Challenges in Obtaining Informed Consent for Endovascular Thrombectomy in Acute Stroke: A Survey of Providers
Ali Alsarah, Amir Mbonde, Adam Dmytriw, Joshua Hirshch, Aneesh Singhal, Thabele Leslie-Mazwi, Anna Bonkhoff, Natalia Rost, Aman Patel, Michael Young, Robert Regenhardt
Neurology, 8 April 2025
Abstract
Objective
To identify challenges that providers face when obtaining informed consent (IC) for endovascular thrombectomy (EVT).
Background
IC is viewed as integral to medical practice and clinical research, particularly when procedures are involved. However, the process can be fraught with significant challenges, especially for time sensitive emergency treatments such as EVT.
Design/Methods
Healthcare providers involved in acute stroke care were surveyed from July to December 2023. The questionnaire was created using Qualtrics and distributed via institutional networks, professional societies including the American Academy of Neurology and StrokeNet, and social media.
Results
Among 391 total respondents, 74% were staff physicians, predominantly from the United States (70%) and employed at academic medical centers (76%). The mean duration in clinical practice was 13.1 ±10.6 years.
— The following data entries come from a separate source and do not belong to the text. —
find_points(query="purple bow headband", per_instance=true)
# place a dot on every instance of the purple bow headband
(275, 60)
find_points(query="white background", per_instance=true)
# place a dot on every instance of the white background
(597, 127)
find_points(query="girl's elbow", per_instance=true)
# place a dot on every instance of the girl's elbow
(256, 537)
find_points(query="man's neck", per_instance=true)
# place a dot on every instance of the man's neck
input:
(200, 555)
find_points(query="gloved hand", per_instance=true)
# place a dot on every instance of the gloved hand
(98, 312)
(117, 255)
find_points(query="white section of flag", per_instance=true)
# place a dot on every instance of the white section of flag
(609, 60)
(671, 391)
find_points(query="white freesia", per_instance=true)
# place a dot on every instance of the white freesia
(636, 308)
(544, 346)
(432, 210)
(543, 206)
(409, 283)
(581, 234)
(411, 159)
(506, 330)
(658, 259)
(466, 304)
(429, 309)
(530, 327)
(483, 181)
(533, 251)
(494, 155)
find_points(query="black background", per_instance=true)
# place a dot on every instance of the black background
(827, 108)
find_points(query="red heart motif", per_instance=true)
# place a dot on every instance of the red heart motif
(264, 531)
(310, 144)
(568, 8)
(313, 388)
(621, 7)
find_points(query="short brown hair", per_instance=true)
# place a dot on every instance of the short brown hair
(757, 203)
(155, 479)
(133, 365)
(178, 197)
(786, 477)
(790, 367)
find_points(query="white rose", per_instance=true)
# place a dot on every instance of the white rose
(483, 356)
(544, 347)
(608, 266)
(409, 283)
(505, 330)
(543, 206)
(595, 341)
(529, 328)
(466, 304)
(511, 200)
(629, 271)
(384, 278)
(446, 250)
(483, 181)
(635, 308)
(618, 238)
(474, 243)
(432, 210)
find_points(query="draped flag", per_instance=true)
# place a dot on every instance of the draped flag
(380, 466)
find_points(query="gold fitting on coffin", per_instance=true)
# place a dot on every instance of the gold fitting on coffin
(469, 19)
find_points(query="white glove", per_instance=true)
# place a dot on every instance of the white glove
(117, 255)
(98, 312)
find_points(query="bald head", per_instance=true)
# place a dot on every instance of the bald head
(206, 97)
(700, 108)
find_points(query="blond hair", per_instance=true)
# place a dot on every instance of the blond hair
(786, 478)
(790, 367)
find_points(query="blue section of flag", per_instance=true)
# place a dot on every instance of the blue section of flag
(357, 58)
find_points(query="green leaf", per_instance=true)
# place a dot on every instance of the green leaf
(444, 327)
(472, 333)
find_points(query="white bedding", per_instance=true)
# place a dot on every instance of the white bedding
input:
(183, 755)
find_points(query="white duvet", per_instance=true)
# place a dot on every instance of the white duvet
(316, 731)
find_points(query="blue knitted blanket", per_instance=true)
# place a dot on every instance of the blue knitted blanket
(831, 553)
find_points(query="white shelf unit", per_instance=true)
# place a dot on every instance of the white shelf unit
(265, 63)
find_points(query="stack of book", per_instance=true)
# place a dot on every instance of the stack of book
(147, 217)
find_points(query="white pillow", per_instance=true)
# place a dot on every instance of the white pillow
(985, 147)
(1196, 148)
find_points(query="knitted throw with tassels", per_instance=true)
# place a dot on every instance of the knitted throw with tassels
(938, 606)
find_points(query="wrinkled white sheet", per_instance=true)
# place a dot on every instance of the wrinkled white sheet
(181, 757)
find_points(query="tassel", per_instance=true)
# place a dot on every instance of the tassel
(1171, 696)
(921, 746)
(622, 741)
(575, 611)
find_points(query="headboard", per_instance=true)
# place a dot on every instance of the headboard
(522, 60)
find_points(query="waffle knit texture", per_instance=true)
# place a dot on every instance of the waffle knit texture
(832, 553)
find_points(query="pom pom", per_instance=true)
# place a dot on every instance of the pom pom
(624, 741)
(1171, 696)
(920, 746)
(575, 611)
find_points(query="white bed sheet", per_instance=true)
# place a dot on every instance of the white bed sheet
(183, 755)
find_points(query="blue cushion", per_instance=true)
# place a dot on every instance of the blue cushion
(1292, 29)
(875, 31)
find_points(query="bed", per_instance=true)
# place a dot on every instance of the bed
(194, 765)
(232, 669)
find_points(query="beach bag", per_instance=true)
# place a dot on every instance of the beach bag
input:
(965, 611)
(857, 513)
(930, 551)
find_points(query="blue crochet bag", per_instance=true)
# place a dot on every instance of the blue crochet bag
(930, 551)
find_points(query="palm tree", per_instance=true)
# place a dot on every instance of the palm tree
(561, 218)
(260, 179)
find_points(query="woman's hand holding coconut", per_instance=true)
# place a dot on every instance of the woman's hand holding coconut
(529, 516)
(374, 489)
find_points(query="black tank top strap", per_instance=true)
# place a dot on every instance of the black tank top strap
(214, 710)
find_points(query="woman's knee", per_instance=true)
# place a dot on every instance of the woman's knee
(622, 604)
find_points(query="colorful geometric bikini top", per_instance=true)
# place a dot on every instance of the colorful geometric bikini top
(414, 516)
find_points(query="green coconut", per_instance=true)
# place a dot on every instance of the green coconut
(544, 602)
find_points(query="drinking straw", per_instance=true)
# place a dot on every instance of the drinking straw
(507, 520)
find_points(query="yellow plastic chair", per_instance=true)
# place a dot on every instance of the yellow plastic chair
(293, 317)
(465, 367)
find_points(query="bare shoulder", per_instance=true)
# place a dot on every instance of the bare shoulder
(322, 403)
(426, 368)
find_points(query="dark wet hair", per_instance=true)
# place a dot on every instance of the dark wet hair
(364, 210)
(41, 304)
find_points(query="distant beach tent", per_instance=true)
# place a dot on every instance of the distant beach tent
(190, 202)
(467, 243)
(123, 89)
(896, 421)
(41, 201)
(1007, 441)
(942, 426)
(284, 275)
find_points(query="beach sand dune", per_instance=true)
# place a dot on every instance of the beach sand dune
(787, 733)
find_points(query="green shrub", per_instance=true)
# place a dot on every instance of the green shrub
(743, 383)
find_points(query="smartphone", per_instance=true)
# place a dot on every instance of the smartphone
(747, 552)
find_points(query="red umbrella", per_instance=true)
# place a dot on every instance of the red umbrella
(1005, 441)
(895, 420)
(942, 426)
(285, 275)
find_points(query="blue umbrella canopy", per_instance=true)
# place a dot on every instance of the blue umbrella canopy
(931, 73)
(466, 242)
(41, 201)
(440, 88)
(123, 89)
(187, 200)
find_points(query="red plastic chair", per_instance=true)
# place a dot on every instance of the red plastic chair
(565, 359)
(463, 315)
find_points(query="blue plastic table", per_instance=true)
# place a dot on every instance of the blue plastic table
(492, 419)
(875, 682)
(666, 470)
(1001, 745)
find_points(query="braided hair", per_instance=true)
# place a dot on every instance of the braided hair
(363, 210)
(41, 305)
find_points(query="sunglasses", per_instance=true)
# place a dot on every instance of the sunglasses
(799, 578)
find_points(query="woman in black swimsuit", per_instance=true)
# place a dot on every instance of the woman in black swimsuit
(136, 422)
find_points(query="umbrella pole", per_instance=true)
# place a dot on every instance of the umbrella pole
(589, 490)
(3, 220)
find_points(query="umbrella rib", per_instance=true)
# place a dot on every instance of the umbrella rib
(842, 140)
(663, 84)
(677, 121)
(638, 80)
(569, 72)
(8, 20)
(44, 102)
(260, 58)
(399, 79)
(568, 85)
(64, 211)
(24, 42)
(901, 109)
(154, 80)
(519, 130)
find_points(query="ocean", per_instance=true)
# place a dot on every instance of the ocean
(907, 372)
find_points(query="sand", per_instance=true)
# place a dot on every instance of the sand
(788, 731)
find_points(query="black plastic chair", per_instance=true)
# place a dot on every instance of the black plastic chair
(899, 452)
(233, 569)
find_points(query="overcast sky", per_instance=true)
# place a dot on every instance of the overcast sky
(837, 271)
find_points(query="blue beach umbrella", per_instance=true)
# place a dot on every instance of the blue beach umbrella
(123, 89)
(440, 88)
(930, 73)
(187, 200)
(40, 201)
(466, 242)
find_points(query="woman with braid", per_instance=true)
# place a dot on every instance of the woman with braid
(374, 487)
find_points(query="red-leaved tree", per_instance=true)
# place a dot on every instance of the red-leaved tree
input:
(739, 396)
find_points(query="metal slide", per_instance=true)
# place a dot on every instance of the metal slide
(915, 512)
When asked how often there was uncertainty regarding the optimal approach to IC for EVT, responses stated: “never” (35%), “sometimes” (52%), “often” (9%), and “always” (4%). Respondents answered “no” (21%), “yes” (56%), or “unsure” (23%), when asked if their institutions had policies around IC for EVT. Furthermore, 83% stated they never received training at their institutions on the topic. In free-text responses about perceived challenges to IC for EVT, several key themes emerged: time constraints in emergency settings (40%), lack of patient capacity (20%), availability of surrogates/family (15%), communication barriers (10%), institutional practices/policies (10%), and legal/ethical considerations (5%). Respondents stated: “time is brain,” “seems excessive like consent for CPR,” “overly ambitious to provide EVT even outside of guidelines,” “wildly different physician opinions,” and “patients are unusually incapacitated.”
Conclusions
This study underscores the provider uncertainty, lack of specific training, and challenges associated with obtaining IC for EVT in acute stroke care. To address these specific challenges, there is a critical need for standardized training, protocols, and guidelines that can be applied across varied geographical regions and multidisciplinary environments.